Bennie Begin must be the most articulate person out there. It absolutely cheered me up to know that there is someone who speaks the incredible truth.

YONATAN SHAKED
Beit Shemesh

Music, maestro

Sir, – During many years of reading the Post, I have often wondered why there is such meager coverage of classical music on your pages.

The almost whole-page display of someone’s warped sense of pop in the December 2 Arts & Entertainment section (“Meet the most original guitarist you never heard of”) is only one example of the tasteless articles that appear frequently. Recently, you have seen fit to publish stories about a “psychedelic indie band” from the US, a weird, glitzy country singer in Las Vegas, and similar banal characters.

Israel is blessed with countless great classical musicians who appear regularly in many different venues. Renowned Israeli musicians are performing in cities all over the world. Thousands of young people are studying music in the great academies here. Where are the reviews of concerts by the world-class Israel Philharmonic, the Jerusalem Symphony, the pianists, violinists, chamber music ensembles, choirs and composers who contribute so magnificently to the musical life in our country? Why does the Post so blatantly ignore this significant element in our culture? Is it possible that there is no one on your staff who is capable of writing knowledgeable articles about classical music events and the musicians who provide them? I sincerely hope that you will reconsider your policy and improve your coverage of classical music in Israel.

ELLEN B. SUCOV
Jerusalem

Teach ’em young

Sir, – The dire aquatic straits we are in were brought home very poignantly one recent morning.

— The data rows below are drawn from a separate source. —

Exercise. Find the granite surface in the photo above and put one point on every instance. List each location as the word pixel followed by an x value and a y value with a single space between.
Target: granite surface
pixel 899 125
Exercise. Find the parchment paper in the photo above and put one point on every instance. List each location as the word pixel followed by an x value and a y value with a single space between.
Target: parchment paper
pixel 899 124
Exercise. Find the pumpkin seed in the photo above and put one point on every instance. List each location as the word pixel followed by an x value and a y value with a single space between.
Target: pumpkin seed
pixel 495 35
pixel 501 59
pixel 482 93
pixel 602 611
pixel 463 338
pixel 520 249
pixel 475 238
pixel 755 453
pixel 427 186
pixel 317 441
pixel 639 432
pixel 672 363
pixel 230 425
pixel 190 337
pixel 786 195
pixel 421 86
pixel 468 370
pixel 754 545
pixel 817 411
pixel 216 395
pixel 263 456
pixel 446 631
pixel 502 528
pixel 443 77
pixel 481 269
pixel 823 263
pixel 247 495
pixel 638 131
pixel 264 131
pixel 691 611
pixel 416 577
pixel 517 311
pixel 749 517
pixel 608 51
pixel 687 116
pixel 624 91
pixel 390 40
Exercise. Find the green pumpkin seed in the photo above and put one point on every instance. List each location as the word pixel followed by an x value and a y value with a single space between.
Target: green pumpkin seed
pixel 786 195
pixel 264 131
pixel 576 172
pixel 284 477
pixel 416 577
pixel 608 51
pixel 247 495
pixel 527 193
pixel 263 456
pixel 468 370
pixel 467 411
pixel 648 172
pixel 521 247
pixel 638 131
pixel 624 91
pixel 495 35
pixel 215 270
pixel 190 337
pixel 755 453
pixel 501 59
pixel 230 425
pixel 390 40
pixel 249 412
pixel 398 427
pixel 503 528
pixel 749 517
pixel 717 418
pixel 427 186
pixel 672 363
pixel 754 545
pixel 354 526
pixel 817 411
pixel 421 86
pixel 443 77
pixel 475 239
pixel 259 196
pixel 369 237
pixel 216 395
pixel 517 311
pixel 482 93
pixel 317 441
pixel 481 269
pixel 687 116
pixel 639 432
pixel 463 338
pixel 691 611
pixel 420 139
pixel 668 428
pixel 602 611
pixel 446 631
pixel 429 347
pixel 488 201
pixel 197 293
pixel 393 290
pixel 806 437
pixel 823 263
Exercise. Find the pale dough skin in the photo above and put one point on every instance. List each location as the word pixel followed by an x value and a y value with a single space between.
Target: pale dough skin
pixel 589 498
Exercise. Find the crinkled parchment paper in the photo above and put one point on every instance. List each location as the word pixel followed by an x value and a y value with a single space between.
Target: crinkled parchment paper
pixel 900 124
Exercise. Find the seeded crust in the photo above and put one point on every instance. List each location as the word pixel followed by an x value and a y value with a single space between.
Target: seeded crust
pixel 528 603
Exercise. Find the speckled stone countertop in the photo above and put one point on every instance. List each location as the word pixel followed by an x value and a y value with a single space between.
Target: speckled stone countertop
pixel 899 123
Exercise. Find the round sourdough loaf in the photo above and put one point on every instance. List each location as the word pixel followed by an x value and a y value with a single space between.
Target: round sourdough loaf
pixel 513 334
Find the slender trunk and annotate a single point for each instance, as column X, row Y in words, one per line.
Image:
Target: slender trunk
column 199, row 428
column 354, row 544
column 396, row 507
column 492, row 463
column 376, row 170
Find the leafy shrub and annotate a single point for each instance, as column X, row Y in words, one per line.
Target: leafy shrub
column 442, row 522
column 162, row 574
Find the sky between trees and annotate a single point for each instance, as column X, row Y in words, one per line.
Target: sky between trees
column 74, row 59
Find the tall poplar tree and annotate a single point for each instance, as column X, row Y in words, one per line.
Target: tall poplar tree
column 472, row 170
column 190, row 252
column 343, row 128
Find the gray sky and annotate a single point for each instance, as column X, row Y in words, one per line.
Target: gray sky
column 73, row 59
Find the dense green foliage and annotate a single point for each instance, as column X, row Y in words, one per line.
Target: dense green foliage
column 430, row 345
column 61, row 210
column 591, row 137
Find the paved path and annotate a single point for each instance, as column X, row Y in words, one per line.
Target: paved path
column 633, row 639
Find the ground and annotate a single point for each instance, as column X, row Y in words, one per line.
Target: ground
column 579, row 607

Late the previous night, a helpful neighbor knocked on our door to inform us that he heard the sound of running water in our garden. Upon checking, I found a major leak in our irrigation system and was forced to turn off the water main to the house.

Our seven-year-old secondgrader, who had learned about the critical water shortage our country is facing and had learned about the need for water conservation, burst into our bedroom early in the morning in panic crying out, “Abba, ima, it finally happened, the Kinneret has run dry!” Out of the mouths of babes!